Researchers to EU: The Way We Feed Pigs Is Killing The Planet
It is, surprisingly enough, a huge deal.
For decades across Europe, human food waste (table scraps, that kind of thing) had been recycled into food for pigs. From a 2013 BBC article: “As recently as the 1990s ‘pig bins,’ into which uneaten food was placed, were a familiar sight in schools and canteens across the UK, but all of that changed when the foot-and-mouth crisis hit in 2001.”
Foot-and-mouth disease is a highly contagious and dangerous virus that hit the UK especially hard in the spring and summer of 2001. Eventually about 10 million animals were killed to stop the spread of the disease, and officials across the world were eager to make sure nothing of that magnitude ever happened again. The cause is generally attributed to unsafe food given to pigs: garbage, basically. Rotting raw meat.
In 2001, the UK banned swill from being fed to pigs, and the next year the ban became law for the entire EU. There have been protests against the law ever since, and the newest is a study from the University of Cambridge that looks at land use.
This might seem like a small issue, but it’s actually a massive deal, with implications as far away as the Amazon basin. Here’s why: Without the ease of feeding pigs recycled human food waste, their food has to come from somewhere else. That means literally millions of hectares of land is dedicated to producing generally cheap, not-all-that-great food for pigs (soybeans, mostly). And big chunks of that land are in the Amazon, where rainforest is routinely plowed to make room for farmland that’s feeding pigs.
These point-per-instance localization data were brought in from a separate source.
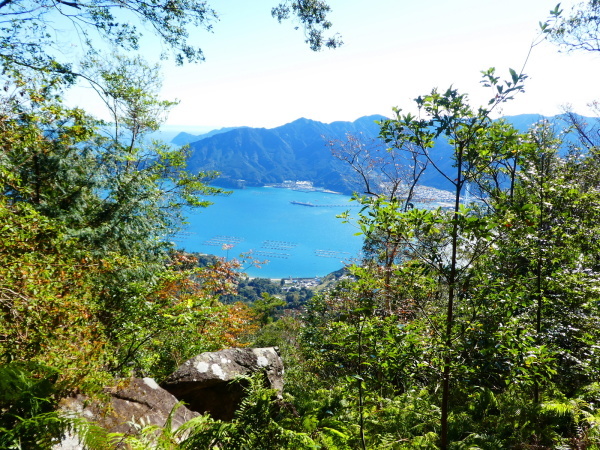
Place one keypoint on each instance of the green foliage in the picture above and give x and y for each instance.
(577, 30)
(27, 402)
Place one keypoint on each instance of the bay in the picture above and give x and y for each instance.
(299, 241)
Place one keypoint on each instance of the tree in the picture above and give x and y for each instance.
(579, 30)
(447, 244)
(32, 33)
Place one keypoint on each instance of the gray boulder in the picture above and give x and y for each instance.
(206, 383)
(132, 403)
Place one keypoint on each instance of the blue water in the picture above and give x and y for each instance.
(298, 241)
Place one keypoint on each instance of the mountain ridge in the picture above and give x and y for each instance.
(246, 156)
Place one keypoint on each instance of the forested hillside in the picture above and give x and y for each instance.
(302, 150)
(470, 326)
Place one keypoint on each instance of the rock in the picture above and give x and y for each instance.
(205, 384)
(138, 401)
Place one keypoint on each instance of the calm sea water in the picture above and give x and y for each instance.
(298, 241)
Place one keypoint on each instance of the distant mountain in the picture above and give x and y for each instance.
(295, 151)
(184, 138)
(298, 151)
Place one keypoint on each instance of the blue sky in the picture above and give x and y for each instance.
(260, 73)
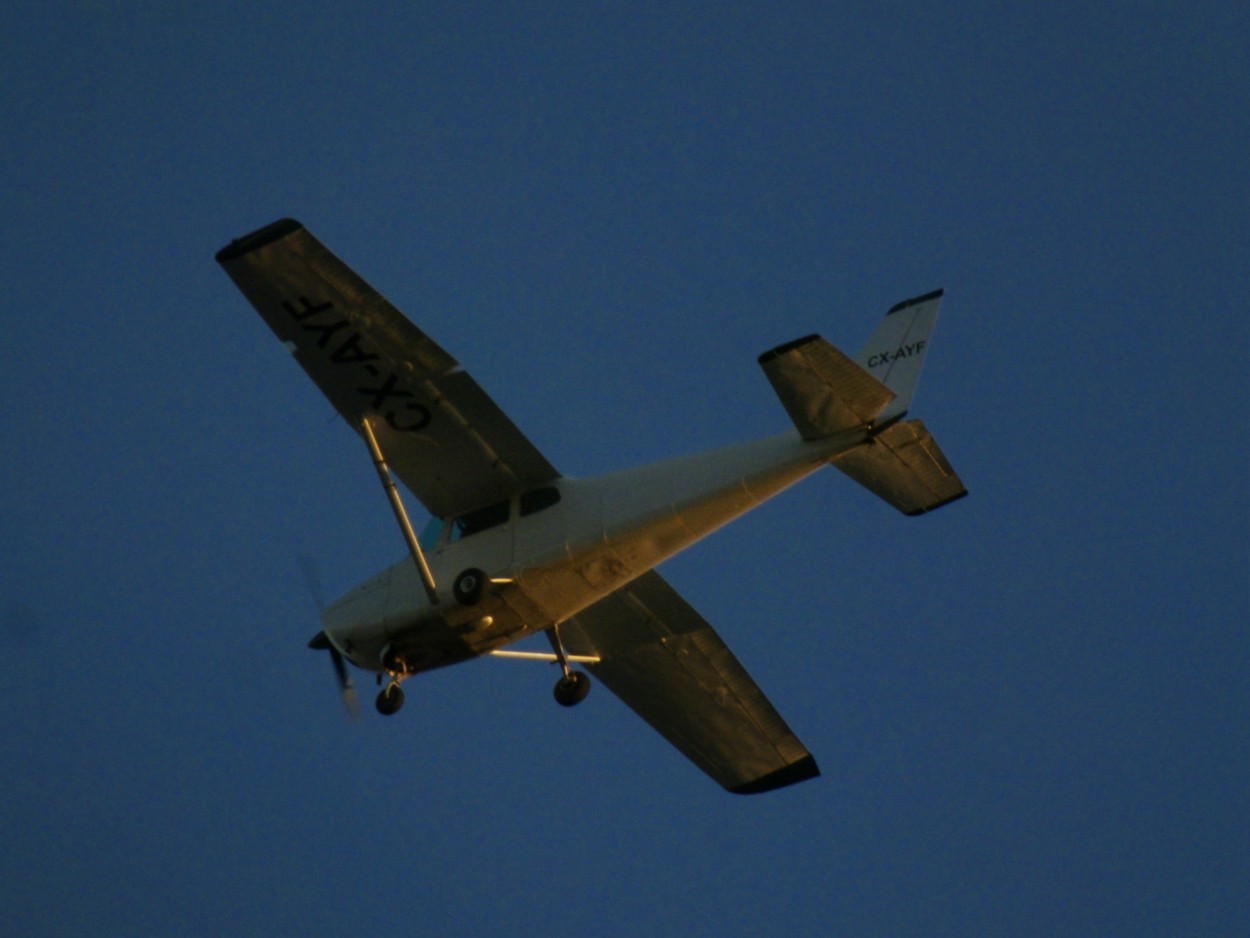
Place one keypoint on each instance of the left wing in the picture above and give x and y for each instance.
(665, 663)
(443, 437)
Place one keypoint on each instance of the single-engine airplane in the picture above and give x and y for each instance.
(526, 549)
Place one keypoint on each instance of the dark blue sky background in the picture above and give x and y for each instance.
(1031, 708)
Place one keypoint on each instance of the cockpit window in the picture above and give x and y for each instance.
(538, 499)
(430, 533)
(479, 520)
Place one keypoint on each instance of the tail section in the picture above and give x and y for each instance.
(828, 393)
(896, 352)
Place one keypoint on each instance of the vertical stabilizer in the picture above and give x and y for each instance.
(896, 352)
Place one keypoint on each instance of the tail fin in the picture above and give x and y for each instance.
(896, 352)
(826, 393)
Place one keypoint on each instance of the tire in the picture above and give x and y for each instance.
(390, 699)
(469, 587)
(571, 689)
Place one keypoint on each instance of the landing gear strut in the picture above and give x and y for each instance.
(573, 687)
(391, 697)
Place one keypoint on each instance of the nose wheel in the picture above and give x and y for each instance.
(571, 688)
(390, 699)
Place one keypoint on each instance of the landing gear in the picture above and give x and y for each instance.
(390, 699)
(574, 685)
(469, 587)
(571, 688)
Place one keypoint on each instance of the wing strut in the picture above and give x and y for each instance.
(400, 514)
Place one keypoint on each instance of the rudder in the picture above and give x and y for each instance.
(896, 352)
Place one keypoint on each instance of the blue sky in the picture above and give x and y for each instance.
(1030, 708)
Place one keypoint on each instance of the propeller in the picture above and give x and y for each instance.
(321, 640)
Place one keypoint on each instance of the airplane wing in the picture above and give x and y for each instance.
(443, 437)
(665, 662)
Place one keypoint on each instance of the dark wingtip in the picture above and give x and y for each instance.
(258, 239)
(914, 300)
(786, 776)
(783, 349)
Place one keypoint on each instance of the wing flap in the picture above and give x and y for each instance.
(668, 664)
(443, 435)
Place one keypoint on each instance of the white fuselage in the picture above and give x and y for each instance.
(556, 560)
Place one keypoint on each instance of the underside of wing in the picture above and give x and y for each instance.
(665, 662)
(443, 437)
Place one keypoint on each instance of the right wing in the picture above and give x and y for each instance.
(665, 663)
(443, 437)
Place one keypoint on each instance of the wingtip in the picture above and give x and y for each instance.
(790, 774)
(258, 239)
(914, 300)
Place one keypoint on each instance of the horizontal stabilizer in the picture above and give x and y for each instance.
(904, 465)
(821, 389)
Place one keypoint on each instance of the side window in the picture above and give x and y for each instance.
(481, 519)
(538, 499)
(429, 538)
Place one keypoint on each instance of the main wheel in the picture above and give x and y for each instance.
(390, 699)
(469, 587)
(571, 689)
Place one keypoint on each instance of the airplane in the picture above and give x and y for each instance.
(528, 549)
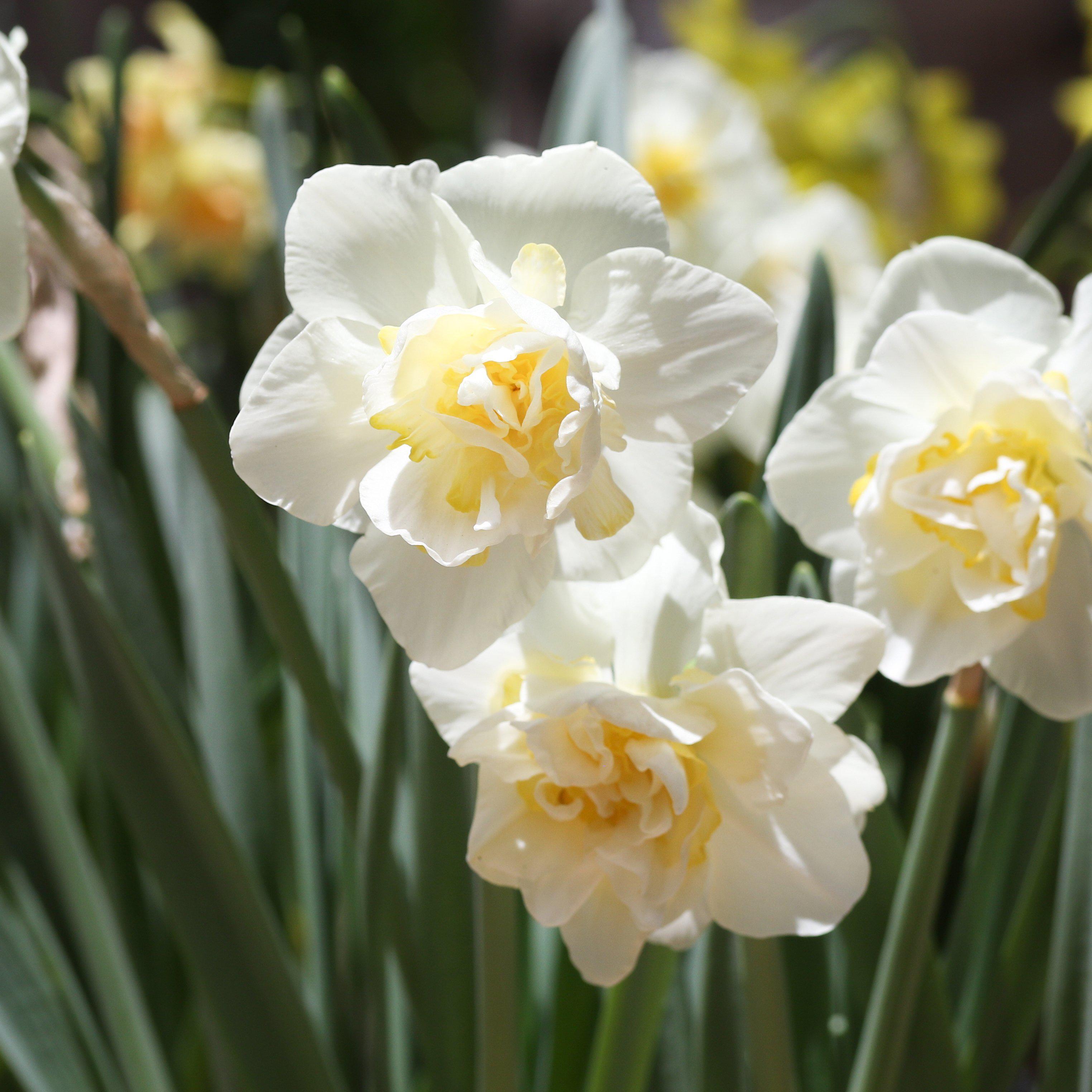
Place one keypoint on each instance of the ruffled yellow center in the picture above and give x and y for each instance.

The study finds that if the EU emulates Japan and institutes a heating mandate for pig swill rather than banning it outright, about 1.8 million hectares of land would be saved from stripping and farming, including a quarter of a million hectares in the Amazon. The researchers also point out that recycled food waste is, surprisingly, more of a typical diet for pigs than the grain they’re currently fed: pigs, being scavengers and opportunist omnivores, would normally eat a bit of pretty much everything in the wild. They get that bit of everything with pig swill, but not with their current grain diets. It’s kind of like the difference between grain-fed and grass-fed beef.
Perhaps even more importantly, without a system to recycle human food waste as pig feed, millions of tons of food go to waste every year. Governments around the world, including our own here in the US, are scrambling to come up with some way to reduce the food waste crisis; wasted food means more land is used to grow unnecessary food and more energy is needed to dispose of it. And why bother with all that when pigs would happily, and healthily, recycle the waste?